En lançant Clinatec, laboratoire de recherche biomédicale, le CEA entend développer, sur son centre de Grenoble, de nouvelles approches thérapeutiques basées sur les micro et nanotechnologies pour traiter les maladies cérébrales lorsque les thérapies classiques marquent le pas.


Mettre la recherche technologique au service de la santé, l’idée ne date pas d’hier. Depuis une vingtaine d'années le CEA Léti a ainsi contribué au développement de systèmes d'imagerie par rayons X, de pacemakers miniaturisés, de laboratoires sur puces et de kits de détection automatisés de certains virus. Plus récemment, les équipes de micro-électroniciens du centre CEA de Grenoble ont aidé le professeur Alim-Louis Benabid, ancien chef de service de neurochirurgie au CHU de Grenoble et professeur émérite à l'UJF, à mettre au point des dispositifs de stimulation cérébrale profonde. Ce procédé a permis à plusieurs dizaines de milliers de personnes, atteintes de la maladie de Parkinson ou de troubles cardiaques, d’avoir une qualité de vie très améliorée malgré la pathologie lourde dont ils sont atteints.


Avec Clinatec, le CEA entend répondre plus efficacement à l'enjeu majeur de santé publique que constitue l'essor des maladies neurodégénératives. En partenariat avec le CHU de Grenoble, l’Inserm et l’UJF, il lance donc ce nouveau centre de recherche biomédicale, dédié aux applications des micro-nanotechnologies pour la santé. Clinatec ouvrira de nouvelles voies thérapeutiques et diagnostiques, notamment pour la suppléance fonctionnelle et l'administration localisée de médicaments.


Clinatec mettra en pratique le concept de "recherche transversale" partant de la mise au point de nouveaux concepts thérapeutiques jusqu'à leur transfert au patient.
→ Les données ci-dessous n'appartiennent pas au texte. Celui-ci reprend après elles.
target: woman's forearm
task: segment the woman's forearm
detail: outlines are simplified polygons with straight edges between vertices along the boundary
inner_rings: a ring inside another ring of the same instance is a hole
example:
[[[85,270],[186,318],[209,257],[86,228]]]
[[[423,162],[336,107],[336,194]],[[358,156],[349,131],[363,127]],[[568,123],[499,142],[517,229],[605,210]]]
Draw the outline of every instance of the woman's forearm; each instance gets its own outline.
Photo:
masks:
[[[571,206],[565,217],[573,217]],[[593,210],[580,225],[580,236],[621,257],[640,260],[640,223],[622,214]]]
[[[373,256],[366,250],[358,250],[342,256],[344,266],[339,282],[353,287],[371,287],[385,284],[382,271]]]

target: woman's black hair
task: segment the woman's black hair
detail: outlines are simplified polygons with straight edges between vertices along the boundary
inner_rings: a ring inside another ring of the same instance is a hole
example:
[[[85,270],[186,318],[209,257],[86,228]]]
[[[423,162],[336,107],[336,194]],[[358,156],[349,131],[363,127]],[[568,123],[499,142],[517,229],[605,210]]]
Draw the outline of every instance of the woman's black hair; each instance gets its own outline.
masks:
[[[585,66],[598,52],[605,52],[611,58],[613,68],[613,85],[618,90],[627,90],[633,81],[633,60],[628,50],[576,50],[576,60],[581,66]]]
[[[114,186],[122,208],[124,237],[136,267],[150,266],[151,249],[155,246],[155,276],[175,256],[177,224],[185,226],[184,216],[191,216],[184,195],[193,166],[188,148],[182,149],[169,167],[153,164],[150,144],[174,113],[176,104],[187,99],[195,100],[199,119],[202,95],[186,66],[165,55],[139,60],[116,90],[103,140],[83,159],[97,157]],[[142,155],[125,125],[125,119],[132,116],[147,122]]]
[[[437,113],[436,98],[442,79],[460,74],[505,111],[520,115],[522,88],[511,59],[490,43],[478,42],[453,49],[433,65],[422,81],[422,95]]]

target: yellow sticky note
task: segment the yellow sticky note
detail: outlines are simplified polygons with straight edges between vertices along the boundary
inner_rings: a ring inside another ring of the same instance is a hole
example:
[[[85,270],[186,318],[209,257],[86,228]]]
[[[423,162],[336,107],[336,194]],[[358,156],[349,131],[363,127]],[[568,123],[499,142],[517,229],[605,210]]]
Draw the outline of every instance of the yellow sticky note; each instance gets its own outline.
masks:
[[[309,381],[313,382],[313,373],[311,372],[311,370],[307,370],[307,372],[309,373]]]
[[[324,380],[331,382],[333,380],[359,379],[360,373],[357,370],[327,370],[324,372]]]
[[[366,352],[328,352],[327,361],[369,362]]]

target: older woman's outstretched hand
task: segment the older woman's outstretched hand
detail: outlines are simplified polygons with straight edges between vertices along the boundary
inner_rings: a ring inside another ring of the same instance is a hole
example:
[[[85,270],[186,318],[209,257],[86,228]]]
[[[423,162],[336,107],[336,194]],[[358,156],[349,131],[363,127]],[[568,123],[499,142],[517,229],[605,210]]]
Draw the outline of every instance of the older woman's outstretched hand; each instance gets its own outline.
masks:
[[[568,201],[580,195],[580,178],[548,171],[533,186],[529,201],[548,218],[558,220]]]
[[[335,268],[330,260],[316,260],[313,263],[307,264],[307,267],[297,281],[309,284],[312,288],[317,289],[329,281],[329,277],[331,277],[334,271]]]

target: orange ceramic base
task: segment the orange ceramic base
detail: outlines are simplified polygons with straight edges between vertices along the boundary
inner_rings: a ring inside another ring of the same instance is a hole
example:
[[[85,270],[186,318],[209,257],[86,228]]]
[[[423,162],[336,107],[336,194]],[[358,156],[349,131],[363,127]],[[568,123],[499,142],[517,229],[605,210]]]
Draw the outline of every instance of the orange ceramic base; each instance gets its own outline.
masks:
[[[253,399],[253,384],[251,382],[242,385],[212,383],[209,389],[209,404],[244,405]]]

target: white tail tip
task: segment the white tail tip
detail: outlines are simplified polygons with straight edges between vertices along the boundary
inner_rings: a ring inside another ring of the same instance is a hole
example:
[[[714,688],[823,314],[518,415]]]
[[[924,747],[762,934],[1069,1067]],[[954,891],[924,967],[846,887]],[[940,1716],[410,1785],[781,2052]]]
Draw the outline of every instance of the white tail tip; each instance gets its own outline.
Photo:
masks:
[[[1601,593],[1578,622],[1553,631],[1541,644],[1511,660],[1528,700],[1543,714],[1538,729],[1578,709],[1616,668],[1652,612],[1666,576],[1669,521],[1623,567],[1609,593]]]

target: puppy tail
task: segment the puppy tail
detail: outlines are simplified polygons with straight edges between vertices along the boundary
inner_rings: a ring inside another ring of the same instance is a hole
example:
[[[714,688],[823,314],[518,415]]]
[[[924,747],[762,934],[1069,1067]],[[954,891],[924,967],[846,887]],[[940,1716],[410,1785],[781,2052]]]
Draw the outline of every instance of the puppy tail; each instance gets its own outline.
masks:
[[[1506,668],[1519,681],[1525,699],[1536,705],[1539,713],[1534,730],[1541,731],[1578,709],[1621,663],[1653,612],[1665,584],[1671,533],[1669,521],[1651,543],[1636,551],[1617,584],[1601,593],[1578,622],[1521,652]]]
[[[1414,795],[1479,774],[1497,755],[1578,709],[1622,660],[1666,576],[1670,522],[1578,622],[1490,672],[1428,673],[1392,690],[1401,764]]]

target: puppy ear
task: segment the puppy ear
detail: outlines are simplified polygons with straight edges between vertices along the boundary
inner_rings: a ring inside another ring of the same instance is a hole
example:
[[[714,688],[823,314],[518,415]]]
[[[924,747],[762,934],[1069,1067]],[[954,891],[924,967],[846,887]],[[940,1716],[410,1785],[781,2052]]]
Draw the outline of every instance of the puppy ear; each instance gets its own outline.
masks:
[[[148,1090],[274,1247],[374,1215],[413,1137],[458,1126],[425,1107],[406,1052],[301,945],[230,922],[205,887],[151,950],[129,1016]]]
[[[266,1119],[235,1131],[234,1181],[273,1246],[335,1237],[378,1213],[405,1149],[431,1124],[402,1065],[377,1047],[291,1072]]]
Pour accomplir cette mission, le centre intégrera une chaîne technologique complète, depuis la conception-réalisation des prototypes jusqu'aux tests de tolérance et de fonctionnalité. Pour parfaire la mise a point de ces prototypes, une phase d'expérimentation préclinique, sur animaux sera réalisée, si nécessaire, avant d'envisager leur implantation chez des patients.


Une fois toutes ces conditions de faisabilité démontrées, et après consultation des comités d'éthique médicale compétents, les essais de recherche clinique seront autorisés à démarrer sous la responsabilité du CHU de Grenoble.


Clinatec sera une structure ouverte capable de recevoir d’autres équipes de recherche et d’établir des liens coopératifs avec les industriels afin de permettre une mise à disposition pour les malades plus rapide et optimisée, une fois la conception de ces solutions thérapeutiques terminée.


Trois axes de recherche identifiés


Clinatec se développe, dans un premier temps, autour de trois axes de recherche et développement identifiés :

  • Les dispositifs médicaux pour la neurostimulation
  • Les dispositifs pour l’administration localisée de médicaments
  • Les neuroprothèses pour la suppléance fonctionnelle


Dans ce cadre, les équipes de Clinatec tireront profit des innovations technologiques pour développer de nouvelles thérapies et des outils de diagnostic efficaces fondés sur une action locale aussi peu invasive et agressive que possible. Cela implique d’en diminuer la taille, de réduire leur consommation énergétique et d’allonger leur durée de vie pour limiter le nombre d’interventions liées à la maintenance, notamment énergétique.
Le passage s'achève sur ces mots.